I’ve made it through one month of strength training.
Eleven sessions in four weeks. Not quite the three per week that is ideal, but not bad either. It’s a start to rebuilding the bone I lost when I had my little ones.
But now to stick with it.
See, I hate strength training. I don’t like the feel of heavy weights in my hands. I don’t enjoy the feel of a bar across my back or the burn in my legs as I squat. I just don’t.
I hear “do something you love” all the time. I get that I’m much more likely to stick with an exercise I love.
Sadly, that’s not easy either. See, I don’t love much exercise. Reading. Yup. Writing. Mostly. You’ll notice neither of those are exactly physical activities.
I loved tennis in my youth. There was something about chasing the little fuzzy ball that kept me entertained. I’d spend hours hitting the ball against a backboard to force my backhand to improve. I even found lighted courts so I could play at night.
I learned to ignore the bats that came out to eat the bugs the lighted courts drew. I found ways to practice even in the winter. I loved the sport.
But, in my very early twenties, I learned I had a genetically bad back.

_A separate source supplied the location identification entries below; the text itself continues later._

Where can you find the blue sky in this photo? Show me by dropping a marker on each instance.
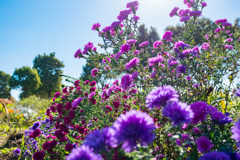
(29, 28)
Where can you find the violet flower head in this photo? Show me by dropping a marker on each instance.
(131, 41)
(132, 63)
(200, 110)
(205, 46)
(204, 144)
(143, 44)
(185, 18)
(125, 48)
(100, 139)
(195, 13)
(204, 4)
(174, 11)
(83, 152)
(132, 4)
(126, 81)
(156, 44)
(17, 152)
(215, 155)
(115, 24)
(135, 75)
(236, 131)
(181, 68)
(168, 36)
(96, 26)
(133, 127)
(76, 102)
(78, 53)
(160, 96)
(178, 113)
(94, 72)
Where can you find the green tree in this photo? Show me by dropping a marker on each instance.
(27, 79)
(50, 70)
(4, 87)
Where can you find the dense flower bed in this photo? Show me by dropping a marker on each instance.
(171, 102)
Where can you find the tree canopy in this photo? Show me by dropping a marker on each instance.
(4, 87)
(50, 70)
(27, 79)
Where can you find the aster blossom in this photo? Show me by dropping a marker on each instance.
(178, 112)
(83, 152)
(204, 144)
(132, 63)
(133, 127)
(160, 96)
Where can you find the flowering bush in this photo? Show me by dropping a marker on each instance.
(175, 102)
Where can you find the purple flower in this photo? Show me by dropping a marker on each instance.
(168, 36)
(204, 4)
(160, 96)
(132, 63)
(204, 144)
(178, 112)
(83, 152)
(185, 18)
(136, 18)
(115, 24)
(214, 155)
(227, 24)
(17, 152)
(76, 102)
(143, 44)
(174, 11)
(94, 72)
(200, 110)
(123, 15)
(236, 131)
(118, 55)
(134, 75)
(195, 13)
(156, 44)
(78, 53)
(100, 139)
(133, 127)
(132, 4)
(181, 68)
(125, 48)
(131, 41)
(36, 125)
(38, 155)
(106, 29)
(96, 26)
(126, 81)
(205, 46)
(228, 47)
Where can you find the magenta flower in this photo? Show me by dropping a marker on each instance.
(205, 46)
(156, 44)
(168, 36)
(132, 4)
(125, 48)
(184, 19)
(94, 72)
(126, 81)
(132, 63)
(204, 144)
(174, 11)
(143, 44)
(96, 26)
(131, 41)
(195, 13)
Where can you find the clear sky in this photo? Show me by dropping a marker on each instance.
(32, 27)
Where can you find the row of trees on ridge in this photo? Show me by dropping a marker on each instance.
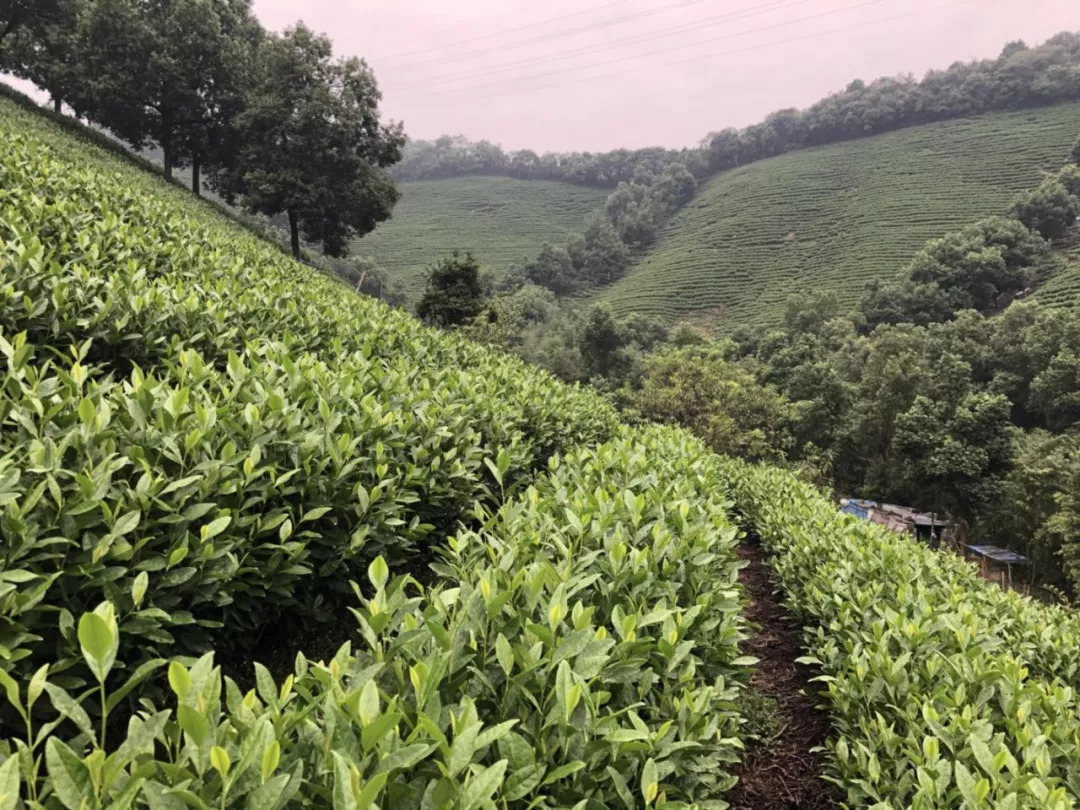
(273, 120)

The twisting motion from tennis was aggravating it, and I had to stop.
So I did.
Was years before I took up walking with my husband. We started small, but soon, we were traipsing around the neighborhood. Everyone knew us as “that couple we see walking”.
We’d literally walk for an hour or two every night after work. We’d talk about our day, hopes, wishes, dreams. Then, we started playing an RPG, and we started talking about characters.
That’s when the walks got really long.
We loved making characters. Seeing what they would do in different scenarios. It was a fabulously creative way to spend the evenings. We both dabbled with our writing, but neither of us had really taken it seriously at that point. After all, I was finishing graduate school while working full time, and after that, we were planning to start a family.
And start a family we did.
Complications in the pregnancy made us give up walking, but eventually, we had an amazing little one.
We just didn’t realize we’d never be able to have a grown-up conversation again. At least not while she was awake.
Once we were able to take walks again, talking about anything that did not directly involve her was impossible. She started talking at 11 months, and hasn’t stopped since.
We bought and elliptical machine and treadmill and plopped them in front of a 60 inch TV. We thought we could watch a movie or catch up on a few shows while we worked out.
You already know how that went for us. DD1 was not tolerating being left upstairs while one of us went to the basement. Sure, we could’ve ignored her tears, but I get two hours with her a day. Less, if you include that part of that time I’m making dinner.
Gotta say, Sesame Street and My Little Ponies are NOT conducive to a strong workout. Even with an audio book playing, I still can’t concentrate on it with the sound and motion.
For me, working out consistently for a month is an accomplishment. May not be for most other people. But I’m not them. I’m me. I have to compare me to me. And, I’m giving myself kudos for making it a month.
If I make it another month, I’m rewarding myself with a massage. I may not like exercise, but I can like the rewards that come with it.
How about you? Do you love exercise? Hate it? Find it boring? How do you motivate yourself to do it, especially if it’s not one of your favorite things? Any treats you give yourself, or maybe something else?